Bank Sentral di Asia Harus Prioritaskan Stabilitas Harga Domestik

Ilustrasi inflasi. Foto: MI.

Bank Sentral di Asia Harus Prioritaskan Stabilitas Harga Domestik

Arif Wicaksono • 2 May 2024 14:04

Singapura: Bank sentral di Asia harus memprioritaskan stabilitas harga domestik dan menghindari keputusan kebijakan yang bertaruh kepada ekspektasi perubahan suku bunga Federal Reserve AS.

Direktur Departemen Asia dan Pasifik IMF Krishna Srinivasan menggambarkan dilema yang dihadapi bank sentral di Asia, dan menyoroti perbedaan suku bunga yang semakin besar antara Asia dan Amerika dapat memberikan tekanan pada mata uang Asia, sehingga menyebabkan volatilitas nilai tukar.
 

baca juga: 

Dolar AS Melemah Setelah Fed Tahan Suku Bunga


Dia mencatat memudarnya ekspektasi penurunan suku bunga oleh The Fed dalam waktu dekat telah berkontribusi terhadap penguatan dolar AS, yang menyebabkan depresiasi sejumlah mata uang Asia terhadap greenback seperti yang dialami mata uang yen, rupiah dan peso.

Terlepas dari risiko depresiasi, Srinivasan menekankan negara-negara Asia kini lebih siap dibandingkan satu dekade lalu dalam mengelola fluktuasi nilai tukar, berkat kebijakan yang lebih kuat, fundamental makroekonomi yang lebih kuat, dan kerangka kelembagaan yang lebih baik.

"Hal ini harus terus memungkinkan nilai tukar bertindak sebagai penyangga terhadap guncangan," jelas dia, dilansir Business Times, Kamis, 2 Mei 2024.

Ia juga merekomendasikan bank sentral untuk tidak terlalu terikat pada apa yang dilakukan The Fed, dan melihat inflasi dalam negeri. Srinivasan berbicara di Singapura pada konferensi pers setelah peluncuran Outlook Ekonomi Regional terbaru IMF untuk Asia dan Pasifik.
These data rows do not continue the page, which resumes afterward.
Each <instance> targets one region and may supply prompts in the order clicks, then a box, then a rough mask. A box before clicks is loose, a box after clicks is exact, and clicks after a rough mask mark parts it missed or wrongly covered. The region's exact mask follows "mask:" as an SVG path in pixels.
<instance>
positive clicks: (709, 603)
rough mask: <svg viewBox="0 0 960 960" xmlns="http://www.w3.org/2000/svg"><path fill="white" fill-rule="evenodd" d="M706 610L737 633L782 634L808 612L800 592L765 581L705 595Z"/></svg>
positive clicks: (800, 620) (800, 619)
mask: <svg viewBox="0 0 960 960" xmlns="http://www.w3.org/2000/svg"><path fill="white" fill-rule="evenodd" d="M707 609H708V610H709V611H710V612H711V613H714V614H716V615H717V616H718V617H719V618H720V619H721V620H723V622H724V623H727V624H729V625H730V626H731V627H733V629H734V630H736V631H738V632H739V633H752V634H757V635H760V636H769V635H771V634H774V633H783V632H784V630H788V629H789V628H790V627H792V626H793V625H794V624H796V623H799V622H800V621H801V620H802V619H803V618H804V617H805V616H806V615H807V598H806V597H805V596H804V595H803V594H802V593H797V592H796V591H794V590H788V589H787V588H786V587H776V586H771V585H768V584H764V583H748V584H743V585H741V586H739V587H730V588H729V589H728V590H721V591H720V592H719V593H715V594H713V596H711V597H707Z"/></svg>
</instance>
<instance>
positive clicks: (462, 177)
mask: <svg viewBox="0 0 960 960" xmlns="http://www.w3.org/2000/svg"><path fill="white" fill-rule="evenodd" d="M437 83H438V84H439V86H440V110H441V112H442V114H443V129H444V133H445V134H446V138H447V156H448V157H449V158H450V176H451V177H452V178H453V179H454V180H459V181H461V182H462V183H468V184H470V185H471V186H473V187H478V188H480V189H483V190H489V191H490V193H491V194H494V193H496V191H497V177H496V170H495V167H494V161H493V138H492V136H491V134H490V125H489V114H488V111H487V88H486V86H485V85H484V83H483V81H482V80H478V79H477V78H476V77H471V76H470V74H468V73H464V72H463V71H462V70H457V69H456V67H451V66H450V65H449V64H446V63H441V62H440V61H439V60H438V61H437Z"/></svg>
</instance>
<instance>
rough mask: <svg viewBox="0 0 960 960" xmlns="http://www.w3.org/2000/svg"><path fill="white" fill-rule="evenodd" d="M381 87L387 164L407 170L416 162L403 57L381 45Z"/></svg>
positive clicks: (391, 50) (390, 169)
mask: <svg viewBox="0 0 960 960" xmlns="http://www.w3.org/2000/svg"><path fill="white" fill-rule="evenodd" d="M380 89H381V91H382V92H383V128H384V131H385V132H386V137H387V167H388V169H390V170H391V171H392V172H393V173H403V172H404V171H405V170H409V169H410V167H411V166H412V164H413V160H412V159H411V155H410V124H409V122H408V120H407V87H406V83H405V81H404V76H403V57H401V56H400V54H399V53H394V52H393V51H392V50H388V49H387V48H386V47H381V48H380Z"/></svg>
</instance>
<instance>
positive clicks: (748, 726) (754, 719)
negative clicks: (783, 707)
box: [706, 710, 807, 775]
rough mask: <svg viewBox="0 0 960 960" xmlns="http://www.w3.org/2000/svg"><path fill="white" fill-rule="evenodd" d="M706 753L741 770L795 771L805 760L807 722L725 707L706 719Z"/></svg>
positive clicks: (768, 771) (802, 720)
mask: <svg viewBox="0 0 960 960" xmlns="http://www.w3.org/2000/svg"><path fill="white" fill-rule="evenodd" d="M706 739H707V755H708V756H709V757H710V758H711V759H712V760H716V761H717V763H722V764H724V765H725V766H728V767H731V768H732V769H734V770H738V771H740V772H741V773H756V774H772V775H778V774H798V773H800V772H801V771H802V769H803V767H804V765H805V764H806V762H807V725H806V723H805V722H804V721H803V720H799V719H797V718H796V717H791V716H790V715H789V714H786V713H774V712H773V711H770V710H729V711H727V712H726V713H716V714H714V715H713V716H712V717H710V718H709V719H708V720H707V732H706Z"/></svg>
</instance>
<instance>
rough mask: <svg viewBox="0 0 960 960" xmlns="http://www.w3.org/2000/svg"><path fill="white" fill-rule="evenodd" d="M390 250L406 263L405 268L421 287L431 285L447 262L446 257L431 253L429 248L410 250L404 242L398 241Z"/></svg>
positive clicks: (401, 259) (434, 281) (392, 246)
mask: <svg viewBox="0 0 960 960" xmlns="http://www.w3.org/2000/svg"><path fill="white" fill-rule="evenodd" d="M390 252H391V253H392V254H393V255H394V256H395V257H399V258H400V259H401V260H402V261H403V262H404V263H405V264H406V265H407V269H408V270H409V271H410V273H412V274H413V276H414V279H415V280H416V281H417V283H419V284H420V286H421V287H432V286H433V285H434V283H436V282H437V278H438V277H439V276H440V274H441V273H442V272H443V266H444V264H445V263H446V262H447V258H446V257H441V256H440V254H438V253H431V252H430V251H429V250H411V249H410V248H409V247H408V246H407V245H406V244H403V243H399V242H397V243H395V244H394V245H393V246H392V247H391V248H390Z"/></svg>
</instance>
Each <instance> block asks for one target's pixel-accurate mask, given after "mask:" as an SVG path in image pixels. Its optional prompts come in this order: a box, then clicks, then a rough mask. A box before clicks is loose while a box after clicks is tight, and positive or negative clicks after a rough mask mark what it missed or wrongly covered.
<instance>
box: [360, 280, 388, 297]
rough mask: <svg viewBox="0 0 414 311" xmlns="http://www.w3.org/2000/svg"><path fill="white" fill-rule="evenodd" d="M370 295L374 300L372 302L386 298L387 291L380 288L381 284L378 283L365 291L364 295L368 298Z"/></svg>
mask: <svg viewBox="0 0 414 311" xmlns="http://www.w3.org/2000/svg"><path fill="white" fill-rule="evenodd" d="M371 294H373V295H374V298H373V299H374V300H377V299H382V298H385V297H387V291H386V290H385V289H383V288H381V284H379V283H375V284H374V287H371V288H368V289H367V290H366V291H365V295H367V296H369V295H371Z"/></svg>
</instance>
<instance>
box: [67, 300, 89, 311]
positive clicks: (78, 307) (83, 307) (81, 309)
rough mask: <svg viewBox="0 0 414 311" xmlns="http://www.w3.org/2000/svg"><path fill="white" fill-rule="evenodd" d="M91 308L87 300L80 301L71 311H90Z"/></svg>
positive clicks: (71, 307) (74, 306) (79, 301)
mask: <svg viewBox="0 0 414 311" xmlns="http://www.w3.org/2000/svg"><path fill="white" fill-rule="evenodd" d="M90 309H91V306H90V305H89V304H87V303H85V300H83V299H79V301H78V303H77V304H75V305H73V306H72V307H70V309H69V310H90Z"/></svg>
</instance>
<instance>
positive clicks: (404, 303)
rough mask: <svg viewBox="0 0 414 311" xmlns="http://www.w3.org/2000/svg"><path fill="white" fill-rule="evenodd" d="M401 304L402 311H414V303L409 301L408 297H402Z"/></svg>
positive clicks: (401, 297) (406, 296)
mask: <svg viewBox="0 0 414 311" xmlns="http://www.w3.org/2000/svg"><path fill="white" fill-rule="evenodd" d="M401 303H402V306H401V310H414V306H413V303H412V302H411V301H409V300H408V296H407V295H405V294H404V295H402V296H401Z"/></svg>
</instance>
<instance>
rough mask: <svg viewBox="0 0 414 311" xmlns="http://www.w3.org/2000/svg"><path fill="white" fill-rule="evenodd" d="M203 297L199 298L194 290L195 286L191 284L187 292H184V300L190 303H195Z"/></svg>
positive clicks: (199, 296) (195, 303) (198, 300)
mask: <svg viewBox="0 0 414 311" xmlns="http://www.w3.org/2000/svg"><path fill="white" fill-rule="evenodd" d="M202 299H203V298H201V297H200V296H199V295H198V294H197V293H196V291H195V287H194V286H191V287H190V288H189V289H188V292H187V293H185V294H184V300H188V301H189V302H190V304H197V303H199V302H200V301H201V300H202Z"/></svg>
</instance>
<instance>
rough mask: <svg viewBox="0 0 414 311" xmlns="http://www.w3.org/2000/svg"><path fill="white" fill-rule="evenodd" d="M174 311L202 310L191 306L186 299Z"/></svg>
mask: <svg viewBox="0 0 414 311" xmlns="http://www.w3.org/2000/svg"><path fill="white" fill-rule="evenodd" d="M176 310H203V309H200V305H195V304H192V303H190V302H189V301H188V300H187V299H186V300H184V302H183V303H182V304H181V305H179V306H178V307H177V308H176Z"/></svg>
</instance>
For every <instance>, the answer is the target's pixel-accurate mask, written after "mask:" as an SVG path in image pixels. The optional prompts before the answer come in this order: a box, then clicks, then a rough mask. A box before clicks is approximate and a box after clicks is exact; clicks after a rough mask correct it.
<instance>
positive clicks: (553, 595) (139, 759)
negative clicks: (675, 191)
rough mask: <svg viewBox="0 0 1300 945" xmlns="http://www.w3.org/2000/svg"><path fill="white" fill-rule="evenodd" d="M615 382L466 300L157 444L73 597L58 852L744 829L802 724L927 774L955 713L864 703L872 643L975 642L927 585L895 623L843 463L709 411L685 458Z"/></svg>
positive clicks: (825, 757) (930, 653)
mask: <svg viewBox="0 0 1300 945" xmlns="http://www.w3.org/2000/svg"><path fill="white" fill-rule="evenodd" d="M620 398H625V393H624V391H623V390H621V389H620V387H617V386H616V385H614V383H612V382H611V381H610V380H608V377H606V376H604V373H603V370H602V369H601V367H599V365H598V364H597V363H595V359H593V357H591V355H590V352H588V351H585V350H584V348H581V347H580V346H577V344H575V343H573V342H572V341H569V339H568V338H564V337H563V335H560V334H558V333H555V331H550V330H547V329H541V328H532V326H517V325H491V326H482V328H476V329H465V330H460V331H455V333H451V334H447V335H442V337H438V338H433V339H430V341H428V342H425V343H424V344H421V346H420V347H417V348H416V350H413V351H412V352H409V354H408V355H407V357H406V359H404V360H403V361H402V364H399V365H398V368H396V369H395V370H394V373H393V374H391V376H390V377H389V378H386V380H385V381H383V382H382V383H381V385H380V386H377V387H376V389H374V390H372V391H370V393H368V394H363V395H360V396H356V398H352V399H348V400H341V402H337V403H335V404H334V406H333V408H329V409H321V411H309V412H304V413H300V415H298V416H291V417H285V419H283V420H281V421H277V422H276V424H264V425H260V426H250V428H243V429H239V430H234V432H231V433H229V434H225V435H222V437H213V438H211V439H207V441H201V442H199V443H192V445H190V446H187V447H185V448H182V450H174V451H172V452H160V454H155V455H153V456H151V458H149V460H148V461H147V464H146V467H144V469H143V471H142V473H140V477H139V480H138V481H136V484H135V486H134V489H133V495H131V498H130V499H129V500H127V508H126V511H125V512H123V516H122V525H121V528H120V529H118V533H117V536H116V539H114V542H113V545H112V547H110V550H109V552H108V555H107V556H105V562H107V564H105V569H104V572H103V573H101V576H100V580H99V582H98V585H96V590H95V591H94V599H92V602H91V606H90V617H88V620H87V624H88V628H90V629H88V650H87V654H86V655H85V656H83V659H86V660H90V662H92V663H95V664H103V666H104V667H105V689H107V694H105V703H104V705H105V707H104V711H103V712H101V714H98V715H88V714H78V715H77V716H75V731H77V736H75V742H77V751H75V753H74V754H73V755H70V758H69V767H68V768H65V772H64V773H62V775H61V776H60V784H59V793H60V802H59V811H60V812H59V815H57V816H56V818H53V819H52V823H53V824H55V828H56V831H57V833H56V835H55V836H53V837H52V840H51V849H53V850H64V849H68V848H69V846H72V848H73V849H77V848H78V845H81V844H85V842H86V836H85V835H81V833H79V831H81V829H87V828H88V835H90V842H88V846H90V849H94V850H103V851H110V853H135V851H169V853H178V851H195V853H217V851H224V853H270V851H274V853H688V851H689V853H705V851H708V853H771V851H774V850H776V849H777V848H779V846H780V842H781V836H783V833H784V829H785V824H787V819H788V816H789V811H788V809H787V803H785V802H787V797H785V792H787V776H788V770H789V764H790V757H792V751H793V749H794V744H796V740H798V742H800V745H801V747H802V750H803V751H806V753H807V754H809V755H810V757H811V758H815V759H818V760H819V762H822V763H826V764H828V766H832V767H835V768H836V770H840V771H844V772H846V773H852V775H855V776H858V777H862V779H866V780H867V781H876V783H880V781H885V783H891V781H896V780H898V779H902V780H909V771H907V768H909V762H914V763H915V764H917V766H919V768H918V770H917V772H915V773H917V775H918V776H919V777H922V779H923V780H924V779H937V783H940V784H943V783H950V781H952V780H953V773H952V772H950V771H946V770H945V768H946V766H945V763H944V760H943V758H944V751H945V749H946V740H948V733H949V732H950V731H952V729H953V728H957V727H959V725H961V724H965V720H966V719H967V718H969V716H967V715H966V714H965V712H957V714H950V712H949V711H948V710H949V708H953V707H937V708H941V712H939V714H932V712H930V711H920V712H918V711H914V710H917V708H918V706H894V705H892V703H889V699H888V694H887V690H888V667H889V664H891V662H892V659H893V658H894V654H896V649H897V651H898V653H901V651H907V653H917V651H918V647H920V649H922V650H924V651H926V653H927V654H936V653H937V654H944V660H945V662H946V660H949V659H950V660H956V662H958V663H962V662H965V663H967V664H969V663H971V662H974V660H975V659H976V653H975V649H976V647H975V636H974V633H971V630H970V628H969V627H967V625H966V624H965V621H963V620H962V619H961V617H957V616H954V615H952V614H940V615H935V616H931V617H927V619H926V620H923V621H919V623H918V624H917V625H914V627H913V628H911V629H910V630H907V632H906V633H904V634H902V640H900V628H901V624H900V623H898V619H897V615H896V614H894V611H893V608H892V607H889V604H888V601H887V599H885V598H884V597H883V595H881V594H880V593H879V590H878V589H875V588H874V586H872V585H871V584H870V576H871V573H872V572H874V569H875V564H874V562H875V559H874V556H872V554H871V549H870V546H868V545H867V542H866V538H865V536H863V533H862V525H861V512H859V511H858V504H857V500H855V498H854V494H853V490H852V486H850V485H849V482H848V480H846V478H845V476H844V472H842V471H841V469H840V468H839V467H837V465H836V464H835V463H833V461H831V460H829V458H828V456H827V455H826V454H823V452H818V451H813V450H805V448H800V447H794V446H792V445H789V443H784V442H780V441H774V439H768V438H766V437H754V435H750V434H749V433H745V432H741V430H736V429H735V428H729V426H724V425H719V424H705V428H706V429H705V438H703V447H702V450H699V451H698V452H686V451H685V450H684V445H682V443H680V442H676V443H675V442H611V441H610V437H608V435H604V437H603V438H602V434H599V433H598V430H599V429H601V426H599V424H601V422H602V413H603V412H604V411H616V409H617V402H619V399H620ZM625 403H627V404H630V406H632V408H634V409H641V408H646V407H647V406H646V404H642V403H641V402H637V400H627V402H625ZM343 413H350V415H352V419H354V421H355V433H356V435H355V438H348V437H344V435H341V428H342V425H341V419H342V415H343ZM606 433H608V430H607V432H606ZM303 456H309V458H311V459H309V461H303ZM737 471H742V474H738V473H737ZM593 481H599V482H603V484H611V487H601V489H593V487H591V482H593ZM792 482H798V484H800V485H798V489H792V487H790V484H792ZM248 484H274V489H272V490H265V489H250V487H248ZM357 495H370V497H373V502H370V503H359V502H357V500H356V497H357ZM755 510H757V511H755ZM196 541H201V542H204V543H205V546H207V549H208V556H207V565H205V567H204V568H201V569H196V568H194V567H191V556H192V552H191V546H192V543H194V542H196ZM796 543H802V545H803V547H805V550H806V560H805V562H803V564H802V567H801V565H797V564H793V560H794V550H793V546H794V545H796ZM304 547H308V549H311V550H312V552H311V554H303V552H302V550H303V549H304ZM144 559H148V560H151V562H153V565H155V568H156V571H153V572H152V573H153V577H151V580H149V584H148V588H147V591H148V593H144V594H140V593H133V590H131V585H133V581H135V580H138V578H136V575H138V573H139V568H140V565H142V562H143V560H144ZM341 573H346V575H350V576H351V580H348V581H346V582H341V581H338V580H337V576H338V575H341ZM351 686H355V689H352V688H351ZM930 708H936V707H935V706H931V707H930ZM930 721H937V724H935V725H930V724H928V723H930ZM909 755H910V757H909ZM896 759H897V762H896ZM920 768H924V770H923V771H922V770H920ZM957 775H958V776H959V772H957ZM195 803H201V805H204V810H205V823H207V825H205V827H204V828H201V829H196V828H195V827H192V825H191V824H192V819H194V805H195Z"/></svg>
IMF mempertahankan perkiraannya pada Januari, pertumbuhan di Asia-Pasifik akan melambat menjadi 4,5 persen pada 2024 dan 4,3 persen pada 2025, setelah ekspansi sebesar lima persen pada 2023.

"Kawasan ini pada dasarnya tetap dinamis dan menyumbang sekitar 60 persen pertumbuhan global," jelas dia.

IMF juga mempertahankan proyeksi pertumbuhan ekonomi Tiongkok yang akan melambat menjadi 4,6 persen pada 2024 dan 4,1 persen pada 2025. Hal ini terjadi meskipun pertumbuhan ekonomi dalam setahun sebesar 5,3 persen, yang berada di atas ekspektasi, dicapai pada kuartal pertama tahun ini.

Pertumbuhan Ekonomi Tiongkok sifatnya sementara

Wakil Direktur Departemen Asia-Pasifik IMF Thomas Helbling mengaitkan pertumbuhan kuartal pertama Tiongkok dengan konsumsi swasta yang lebih kuat dari perkiraan dan kontribusi ekspor bersih yang lebih besar.

Namun, ia mengamati peningkatan konsumsi mungkin hanya terjadi sekali saja karena periode Tahun Baru Imlek, karena tingkat tabungan rumah tangga tampaknya tidak turun.

"Koreksi sektor properti yang lebih dalam dari perkiraan merupakan risiko penurunan, sementara dukungan kebijakan yang lebih besar dari perkiraan merupakan risiko peningkatan – keduanya dapat menjadi sumber dampak buruk bagi negara-negara tetangga Tiongkok,” kata laporan IMF.